Абстрактная живопись, разумеется, далеко не в полной мере тождественна собственно футуризму (выражающемуся в первую очередь в поэзии и поведении), однако, ввиду обозначившихся на пути продвижения нового искусства общих проблем и трудностей, в преодолении которых сближались разнородные, даже враждебные друг другу течения, привлечение определенных аналогий вполне уместно. Так, В. Кандинский с сожалением констатировал: «предупреждая все критические суждения оно <т.е. произведение авангардного искусства — Ю.С.> с горечью заявляет о том, что средства его всегда ограничены, и оно неизбежно меньше того. что хочет сказать.»[19] Иными словами, в своем стремлении соответствовать «идеям» язык авангардного искусства обнаруживает собственную недостаточность; в этом смысле оно демонстрирует свою «отложенность», это искусство «отложенного созидания». Исходя из сказанного, можно вывести заключение о близости сущности футуризма (во всяком случае его первого этапа) нигилизму, для которого ломка сложившихся норм и традиций — важнейшая задача. К. Малевич вспоминал:

«Громили все и живописцы и поэты <…>. Маяковский больше всех подходил. Он грохотал, ломал, надламывал. Мотор, железо, сталь, чугун врывались в его футуристическую поэзию…» [20] Образы техники, металла в данной цитате — не просто элементы принадлежности городской цивилизации, но символы машинизированной разрушительной силы, перемалывающей и уничтожающей органику природной «естественной» культуры.

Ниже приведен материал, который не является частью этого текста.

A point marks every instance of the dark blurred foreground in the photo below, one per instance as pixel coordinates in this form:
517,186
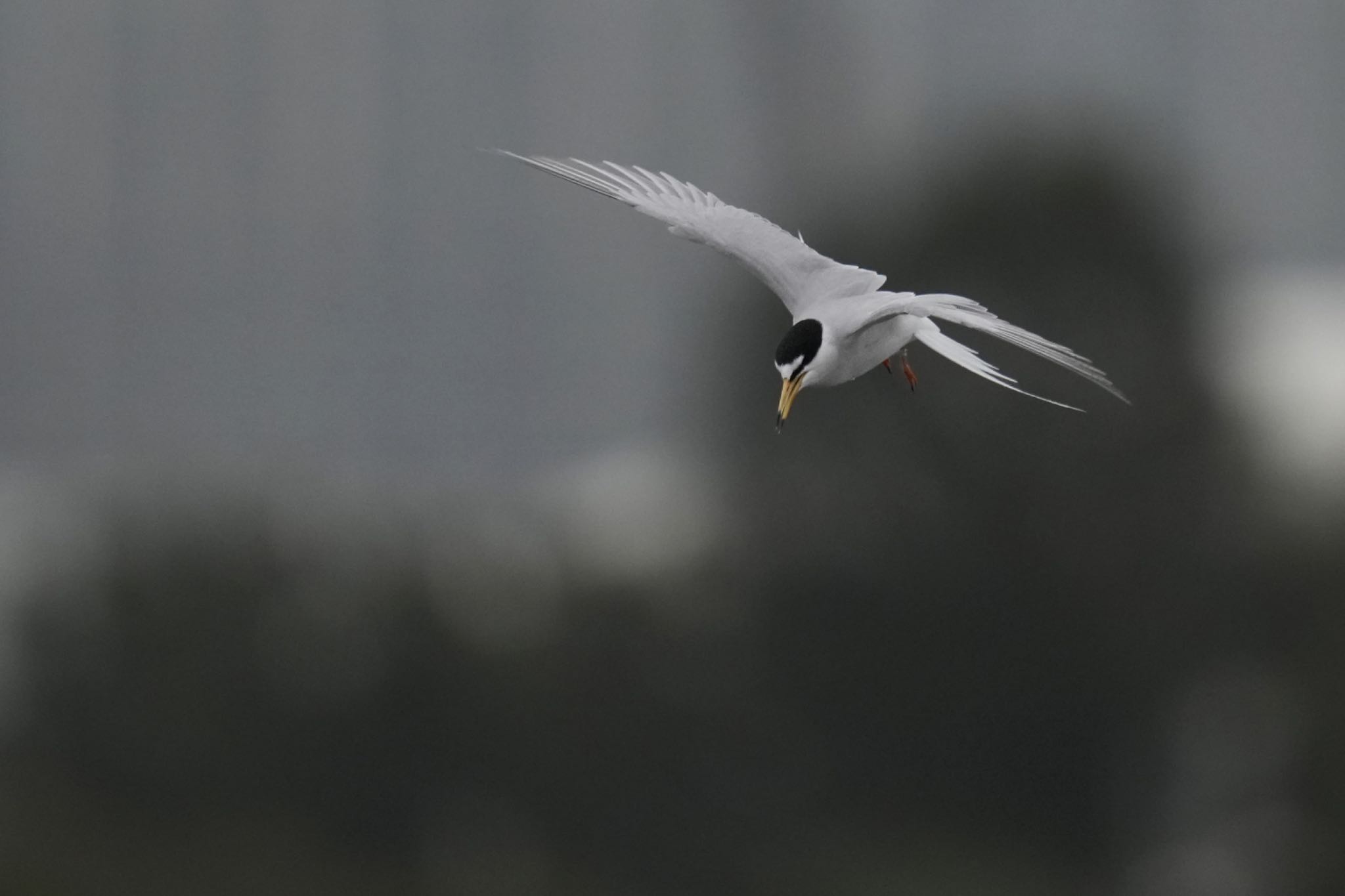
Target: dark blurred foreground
954,643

В ходе решения проблемы овладения хаосом в футуризме, как и авангарде в целом, наметились два ключевых направления. Первое — «объективизация», поиск управляющих художественной мыслью объективных законов, по типу тех, что действуют в физическом мире, замена художественной интуиции логическими построениями. Второе — «субъективизация». замена логики рационального знания логикой искусства, попытка «субъективизировать» хаос за счет отношения к миру как живописному произведению. Футуризм, по причине разнородности составляющих его течений, оказались присущи оба из указанных направлений, но последнее — преимущественно. В принципе оно представляло собой процесс взаимоналожения двух реальностей — художественной и внехудожественной. т.е. феноменально данной действительности, с целью ликвидации границ между физическим и чувственным, искусством и жизнью, снять условности в изображении субъекта и объекта, человека и предмета. В реальной жизни подобный процесс неизбежно подвигал к продуцированию фактов антиповедения, выражающихся через театрализацию и гротескность. В значительной степени благодаря футуризму гротескная образность усваивается сферой профессионального искусства, особенно новым театром (в 1913 г. «будетляне» вынашивали планы создания театра «Футу», где предполагалось, что актеры будут исполнять роли и людей, и бутафории. и костюмов, и прочего реквизита: актер — шляпа, актер — ботинки; на лицах должно изображаться по 3-4 носа, 2-3 пары глаз и ушей, на голове укладывалось сразу несколько париков [21]).      В рассматриваемый период активное обращение к гротескным формам оказалось свойственно не только театрализованному поведению футуристов (антиповедению), но собственно и самому театру, и театральной среде профессионалов и любителей, программам и импровизациям различных театров миниатюр и кабаре, актерских «капустников». Театрализация поведения, как отмечалось ранее, неизбежно влекла за собой позицию «выделенности» из прочей массы общества, маркированность «особостью». что связано с ситуацией достаточно зрелого индивидуализма. Поскольку процесс индивидуализации в предреволюционные годы XX в. коснулся лишь в основном слоев культурной интеллигенции, в то время как подавляющая часть народного населения продолжала руководствоваться идеей соборности, приоритета коллектива,[22] в данном случае всякая театрализация поведения вольно или невольно несла в себе элемент общественного вызова и эпатажа.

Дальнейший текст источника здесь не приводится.